Here is the example of a completed C&H with a confirmed neckline breakout, indicating a highly probably coming bullish movement.


Depending on the preceding price action, Cup & Handle Pattern can either be a trend-following or reversal pattern.

📉If the pattern is formed after a bearish impulse. It is considered to be a reversal pattern.

how to trade cup and handle chart pattern

Here is the example of a reversal C&H that I spotted on EURUSD.

📈If the pattern is formed at the top of a bullish impulse, it is considered to be a trend following pattern.


cup and handle chart pattern example

Here is the example of a trend following C&H that I spotted on GBPJPY =.


The thing is that while the price forms the C&H, buying volumes are accumulating.
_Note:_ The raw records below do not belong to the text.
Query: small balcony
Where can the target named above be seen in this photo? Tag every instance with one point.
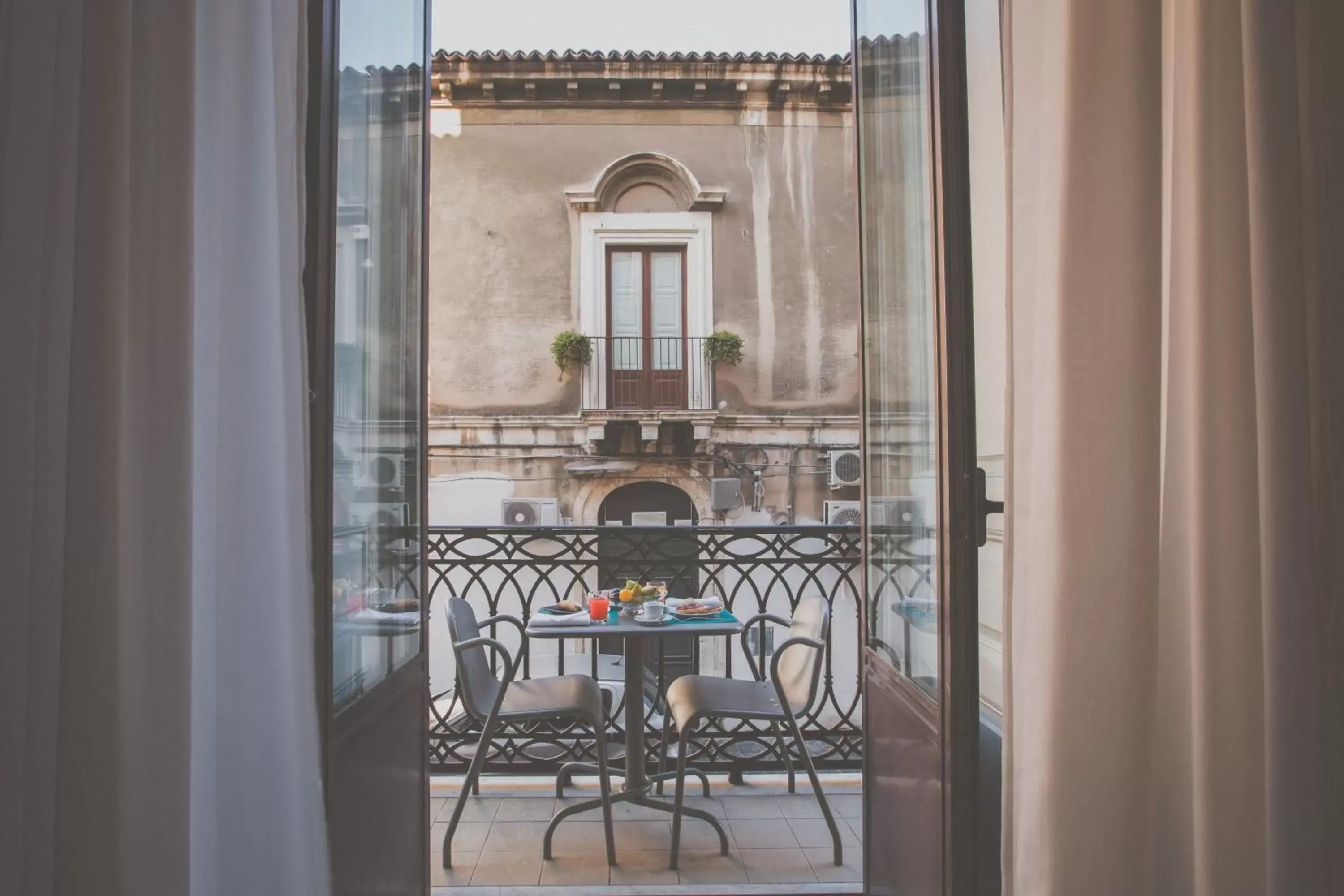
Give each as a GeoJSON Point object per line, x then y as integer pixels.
{"type": "Point", "coordinates": [636, 375]}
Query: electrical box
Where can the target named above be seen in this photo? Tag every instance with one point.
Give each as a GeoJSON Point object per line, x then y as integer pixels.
{"type": "Point", "coordinates": [725, 495]}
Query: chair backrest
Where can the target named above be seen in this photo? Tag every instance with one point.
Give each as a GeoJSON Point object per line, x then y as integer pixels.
{"type": "Point", "coordinates": [476, 684]}
{"type": "Point", "coordinates": [799, 671]}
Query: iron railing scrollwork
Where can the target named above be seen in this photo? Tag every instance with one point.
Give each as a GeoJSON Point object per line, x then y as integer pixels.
{"type": "Point", "coordinates": [754, 570]}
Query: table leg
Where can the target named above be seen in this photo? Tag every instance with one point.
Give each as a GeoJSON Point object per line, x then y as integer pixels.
{"type": "Point", "coordinates": [636, 770]}
{"type": "Point", "coordinates": [636, 775]}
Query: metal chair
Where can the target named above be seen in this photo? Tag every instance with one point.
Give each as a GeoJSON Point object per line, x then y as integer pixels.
{"type": "Point", "coordinates": [494, 702]}
{"type": "Point", "coordinates": [795, 675]}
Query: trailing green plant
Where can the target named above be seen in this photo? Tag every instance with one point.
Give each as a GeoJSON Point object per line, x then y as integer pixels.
{"type": "Point", "coordinates": [724, 347]}
{"type": "Point", "coordinates": [572, 351]}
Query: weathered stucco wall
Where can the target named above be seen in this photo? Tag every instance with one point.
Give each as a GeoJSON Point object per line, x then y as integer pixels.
{"type": "Point", "coordinates": [503, 241]}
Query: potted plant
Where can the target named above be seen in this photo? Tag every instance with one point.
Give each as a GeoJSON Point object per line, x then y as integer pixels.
{"type": "Point", "coordinates": [572, 351]}
{"type": "Point", "coordinates": [724, 347]}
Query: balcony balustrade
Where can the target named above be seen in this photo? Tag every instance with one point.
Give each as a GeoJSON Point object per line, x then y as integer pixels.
{"type": "Point", "coordinates": [754, 570]}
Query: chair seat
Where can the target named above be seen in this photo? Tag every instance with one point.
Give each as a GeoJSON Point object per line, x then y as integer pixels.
{"type": "Point", "coordinates": [553, 696]}
{"type": "Point", "coordinates": [691, 696]}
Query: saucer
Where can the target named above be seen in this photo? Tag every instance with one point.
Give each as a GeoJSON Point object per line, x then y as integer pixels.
{"type": "Point", "coordinates": [654, 622]}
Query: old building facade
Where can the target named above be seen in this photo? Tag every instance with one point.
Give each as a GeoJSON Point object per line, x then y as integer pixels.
{"type": "Point", "coordinates": [644, 202]}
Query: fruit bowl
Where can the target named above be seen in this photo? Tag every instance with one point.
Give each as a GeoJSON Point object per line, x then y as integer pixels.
{"type": "Point", "coordinates": [633, 595]}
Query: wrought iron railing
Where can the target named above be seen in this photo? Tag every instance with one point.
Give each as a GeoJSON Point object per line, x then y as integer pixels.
{"type": "Point", "coordinates": [647, 374]}
{"type": "Point", "coordinates": [753, 569]}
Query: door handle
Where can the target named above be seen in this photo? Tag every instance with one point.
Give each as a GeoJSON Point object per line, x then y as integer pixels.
{"type": "Point", "coordinates": [984, 507]}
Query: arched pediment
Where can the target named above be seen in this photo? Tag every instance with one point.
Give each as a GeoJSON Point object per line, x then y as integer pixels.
{"type": "Point", "coordinates": [647, 168]}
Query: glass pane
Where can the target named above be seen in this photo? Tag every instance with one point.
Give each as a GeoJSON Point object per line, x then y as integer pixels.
{"type": "Point", "coordinates": [627, 311]}
{"type": "Point", "coordinates": [666, 288]}
{"type": "Point", "coordinates": [898, 307]}
{"type": "Point", "coordinates": [378, 366]}
{"type": "Point", "coordinates": [990, 275]}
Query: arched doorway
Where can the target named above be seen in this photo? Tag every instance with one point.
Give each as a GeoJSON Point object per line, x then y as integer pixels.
{"type": "Point", "coordinates": [647, 499]}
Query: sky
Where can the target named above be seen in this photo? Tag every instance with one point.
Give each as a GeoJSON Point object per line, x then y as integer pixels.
{"type": "Point", "coordinates": [382, 33]}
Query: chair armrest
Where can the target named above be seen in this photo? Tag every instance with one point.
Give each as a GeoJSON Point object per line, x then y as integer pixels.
{"type": "Point", "coordinates": [504, 617]}
{"type": "Point", "coordinates": [510, 664]}
{"type": "Point", "coordinates": [775, 667]}
{"type": "Point", "coordinates": [742, 636]}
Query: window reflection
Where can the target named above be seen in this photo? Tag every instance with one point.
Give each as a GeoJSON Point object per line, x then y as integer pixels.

Even though, buyers are hesitant and reluctant initially, their confidence grows, and the accumulation leads to explosive neckline breakout.


There are 2 strategies to trade this pattern.


✔️ Strategy 1.


That approach is quite risky, but the reward can be quite substantial.

You should monitor the price action when the price is forming a handle. Occasionally, the price starts trading in a falling channel: parallel or contracting one.

Your trigger will be a bullish breakout of its resistance and a candle close above.


Once the violation is confirmed, you can buy aggressively or set a buy limit order on a retest.

Stop loss will lie below the lows of the channel.


Target will be the closest key resistance.


cup and handle trading strategy

Here is the example of the handle being a falling channel.


✔️ Strategy 2.


Wait for a breakout of a neckline of the pattern.

Once a candle closes above that, it will confirm the violation.


Buy the market aggressively or set a buy limit on a retest of a broken neckline then.


Stop loss will lie below the lows of the handle.


Target will be the closest key resistance.


cup and handle pattern trading strategy

Here is the example of the trade based on a confirmed breakout of a neckline of C&P on NASDAQ Index.


Applied properly, the strategies may reach up to 70% win rate.

As always, the best pattern will be the one that forms on a key level.

Try it, test it, and good luck in your trading journey.